L’abbaye d’Aniane est fondée en 782 par le futur saint Benoît d’Aniane. A l’époque médiévale, celle-ci était très prospère et richement dotée. Son domaine était vaste et englobait dans son enceinte tout le bourg monastique. Centre majeur de diffusion de la Réforme de Saint-Benoît, rien ne laissait présager  son déclin au XIVe siècle, avec la guerre de Cent-ans, et sa décadence totale pendant les guerres de Religion. Suite aux aléas de l’histoire, il ne reste apparemment plus de trace de l’abbaye carolingienne. Les abbés d’Aniane étaient des abbés élus par la communauté jusqu’à Antoine de Narbonne (1516-1543). A partir de Jean III du Bellay (1543-1546) les abbés sont des abbés commendataires. C’est sous l’abbé Jean IV de Saint-Chamont (1558-1566/1568) qui dirigeait l’abbaye que les bâtiments monastiques sont complètement ruinés entre 1561 et 1572. C’est suite à l’Edit de Nantes et la nomination de l’abbé Louis du Caylar d’ Espondeilhan, que le calme revint peu à peu. Avec lui, les religieux adhèrent en 1633 à la Réforme de la congrégation des bénédictins de Saint-Maur[1], tandis que le monastère est reconstruit au XVIIe siècle.

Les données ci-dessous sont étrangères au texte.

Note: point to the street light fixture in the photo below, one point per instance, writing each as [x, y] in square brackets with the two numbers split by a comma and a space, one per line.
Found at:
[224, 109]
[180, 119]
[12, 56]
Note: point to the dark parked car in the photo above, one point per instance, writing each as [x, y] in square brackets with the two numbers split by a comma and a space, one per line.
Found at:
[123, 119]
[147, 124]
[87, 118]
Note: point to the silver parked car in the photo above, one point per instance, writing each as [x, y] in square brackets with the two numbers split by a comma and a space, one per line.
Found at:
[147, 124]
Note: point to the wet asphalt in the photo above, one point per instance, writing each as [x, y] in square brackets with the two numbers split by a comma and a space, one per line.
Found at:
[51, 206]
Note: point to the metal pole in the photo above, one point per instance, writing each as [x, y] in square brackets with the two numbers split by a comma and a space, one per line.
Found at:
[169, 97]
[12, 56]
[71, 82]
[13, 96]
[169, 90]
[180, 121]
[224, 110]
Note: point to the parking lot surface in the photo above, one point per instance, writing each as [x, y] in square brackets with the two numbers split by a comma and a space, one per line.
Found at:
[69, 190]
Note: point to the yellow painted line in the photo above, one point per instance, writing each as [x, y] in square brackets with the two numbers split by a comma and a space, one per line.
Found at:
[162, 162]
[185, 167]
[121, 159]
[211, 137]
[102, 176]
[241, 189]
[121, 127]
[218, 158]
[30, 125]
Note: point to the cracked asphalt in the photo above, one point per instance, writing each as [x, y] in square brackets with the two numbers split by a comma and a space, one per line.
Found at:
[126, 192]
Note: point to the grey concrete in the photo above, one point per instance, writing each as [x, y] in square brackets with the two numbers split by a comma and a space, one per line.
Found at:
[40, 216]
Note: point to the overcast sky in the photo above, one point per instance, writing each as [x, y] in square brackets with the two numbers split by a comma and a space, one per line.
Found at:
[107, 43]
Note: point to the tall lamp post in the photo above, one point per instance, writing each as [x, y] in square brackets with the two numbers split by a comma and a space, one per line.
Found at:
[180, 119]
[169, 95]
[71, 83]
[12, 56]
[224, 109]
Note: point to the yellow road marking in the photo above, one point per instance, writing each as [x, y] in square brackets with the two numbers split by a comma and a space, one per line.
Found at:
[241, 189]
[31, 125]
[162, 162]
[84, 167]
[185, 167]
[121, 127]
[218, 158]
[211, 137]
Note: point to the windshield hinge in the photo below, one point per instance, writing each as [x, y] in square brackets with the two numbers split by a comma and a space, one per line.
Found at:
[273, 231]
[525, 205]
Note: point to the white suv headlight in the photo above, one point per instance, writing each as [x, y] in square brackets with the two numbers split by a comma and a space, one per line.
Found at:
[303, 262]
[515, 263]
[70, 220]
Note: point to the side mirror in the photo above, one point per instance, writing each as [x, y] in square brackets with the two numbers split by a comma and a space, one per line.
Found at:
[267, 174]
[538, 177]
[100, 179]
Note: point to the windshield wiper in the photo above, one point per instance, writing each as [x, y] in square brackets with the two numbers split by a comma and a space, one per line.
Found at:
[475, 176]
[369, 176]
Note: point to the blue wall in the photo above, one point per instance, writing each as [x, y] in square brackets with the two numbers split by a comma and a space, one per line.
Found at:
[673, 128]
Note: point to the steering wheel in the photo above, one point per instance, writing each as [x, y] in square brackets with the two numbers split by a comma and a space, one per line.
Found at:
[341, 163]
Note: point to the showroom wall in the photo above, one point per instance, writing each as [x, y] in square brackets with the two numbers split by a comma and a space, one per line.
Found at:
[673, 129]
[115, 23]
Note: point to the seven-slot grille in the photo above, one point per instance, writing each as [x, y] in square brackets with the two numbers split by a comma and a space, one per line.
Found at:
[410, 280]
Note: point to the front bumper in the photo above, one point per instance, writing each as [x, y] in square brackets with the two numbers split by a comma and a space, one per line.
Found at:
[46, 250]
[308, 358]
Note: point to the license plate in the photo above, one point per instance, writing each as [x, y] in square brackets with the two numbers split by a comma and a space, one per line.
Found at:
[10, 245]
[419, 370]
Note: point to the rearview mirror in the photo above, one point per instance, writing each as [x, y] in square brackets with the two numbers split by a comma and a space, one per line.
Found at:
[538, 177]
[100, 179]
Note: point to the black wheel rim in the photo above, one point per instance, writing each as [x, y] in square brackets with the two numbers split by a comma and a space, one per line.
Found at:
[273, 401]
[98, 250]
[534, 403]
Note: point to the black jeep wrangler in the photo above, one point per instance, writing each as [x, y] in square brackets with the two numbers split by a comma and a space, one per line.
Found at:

Le premier projet de reconstruction rejette un vaste cloître très à l’Est, ce qui s’explique peut-être par la présence d’une zone de vestiges anciens qui sont laissés libres, au sud de l’église. Le véritable projet de reconstruction commença en 1679 par l’église et va durer jusqu’en 1714. Après, la  réalisation de cette nouvelle église, au nord, s’en suit la reconstruction du grand bâtiment ouest et du cloître. Les travaux se poursuivent jusqu’à la Révolution. Des parties importantes, notamment le logis abbatial, décoré dans un style Louis XVI archaïsant, sont préservées. Suite à la Révolution et la confiscation des biens du clergé, l’église devient paroissiale tandis que les anciens bâtiments conventuels sont transformés, en 1810, en filature de coton.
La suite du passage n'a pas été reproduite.